You’ve started using a data science tool that’s supposed to “empower users.” And for some features, that’s true; it’s really easy to get some things done. But as soon as you need to take one step beyond those features — which almost always happens — it’s bang-head-against-wall time.
But that’s ok. You’re a data analyst. You know the drill. Spend enough time with a tool and eventually you’ll get it. In a few months, the weirdnesses will be second nature to you.
But there’s a big if: only if you spend a lot of your time as a data analyst.
That’s not true for a lot of people who need to crunch data. They probably have a few weekly/monthly reports or analyses that are critical to their work. But they only tweak these reports once or twice a year.
Two to three times a year, they do get to spend more time on analysis. For example, at the beginning of the year they may set up some reports to track their team or department’s new goals, and they analyze the results at the end of the year. They may also have a quarterly report they tweak every once in a while. But they’re not spending time every week or even every month immersed in the tool.
And that is going to bite them on the ass. Even if initially they can carve out enough time to figure out the bizarre commands needed to get something done, six months from now will they remember what they did and why? Not likely.
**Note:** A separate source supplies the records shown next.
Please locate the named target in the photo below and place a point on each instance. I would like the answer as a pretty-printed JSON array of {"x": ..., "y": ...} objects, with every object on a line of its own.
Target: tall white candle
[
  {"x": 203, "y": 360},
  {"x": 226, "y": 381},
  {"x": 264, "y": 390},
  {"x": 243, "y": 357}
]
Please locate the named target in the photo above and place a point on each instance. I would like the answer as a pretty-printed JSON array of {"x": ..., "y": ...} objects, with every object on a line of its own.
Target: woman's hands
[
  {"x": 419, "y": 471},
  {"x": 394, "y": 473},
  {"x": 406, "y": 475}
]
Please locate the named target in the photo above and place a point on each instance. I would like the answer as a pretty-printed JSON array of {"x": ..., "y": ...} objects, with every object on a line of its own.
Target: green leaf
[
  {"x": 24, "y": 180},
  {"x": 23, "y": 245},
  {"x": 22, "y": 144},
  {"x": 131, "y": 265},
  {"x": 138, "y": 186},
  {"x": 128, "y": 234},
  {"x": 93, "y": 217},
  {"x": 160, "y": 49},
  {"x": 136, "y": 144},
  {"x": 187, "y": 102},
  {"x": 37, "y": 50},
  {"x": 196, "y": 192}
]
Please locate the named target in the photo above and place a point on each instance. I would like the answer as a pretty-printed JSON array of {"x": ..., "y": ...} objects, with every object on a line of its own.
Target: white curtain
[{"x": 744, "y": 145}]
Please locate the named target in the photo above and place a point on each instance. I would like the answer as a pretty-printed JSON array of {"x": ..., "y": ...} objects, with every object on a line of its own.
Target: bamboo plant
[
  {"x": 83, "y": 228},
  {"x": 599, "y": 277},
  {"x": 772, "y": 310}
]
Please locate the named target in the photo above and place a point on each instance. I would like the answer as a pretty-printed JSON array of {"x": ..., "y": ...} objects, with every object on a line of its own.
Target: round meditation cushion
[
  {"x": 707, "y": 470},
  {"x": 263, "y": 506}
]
It’s not that these analysts don’t want to spend more time crunching data. They can see the potential of what they could do with the data they have if they only could spare the time. But it’s only a small slice of the work on their plate.
Ironically, if it was quicker & easier to do some work in data science, they might be able to muck around more frequently. Right now, it’s just not worth the hassle given all the other work on a typical part-time data analyst’s plate.
As AI technology improves, there will be even more part-time analysts who are struggling with this challenge. IBM, Microsoft, and hundreds of startups are trying to figure out how to automate as much of the work involved in using machine learning and other complex techniques. The closer they get to putting these techniques in the hands of Excel power users, the more likely the world of data science will include lots of people who are actively flexing their data science muscles infrequently.
Most of data science is built around the implicit assumption that the people who do it will either be working full time or part time on it. That assumption is understandable: in the world of coding, it’s largely true. But for data science to reach its full potential, it’s going to need to embrace users who don’t or can’t spend anywhere near that kind of time.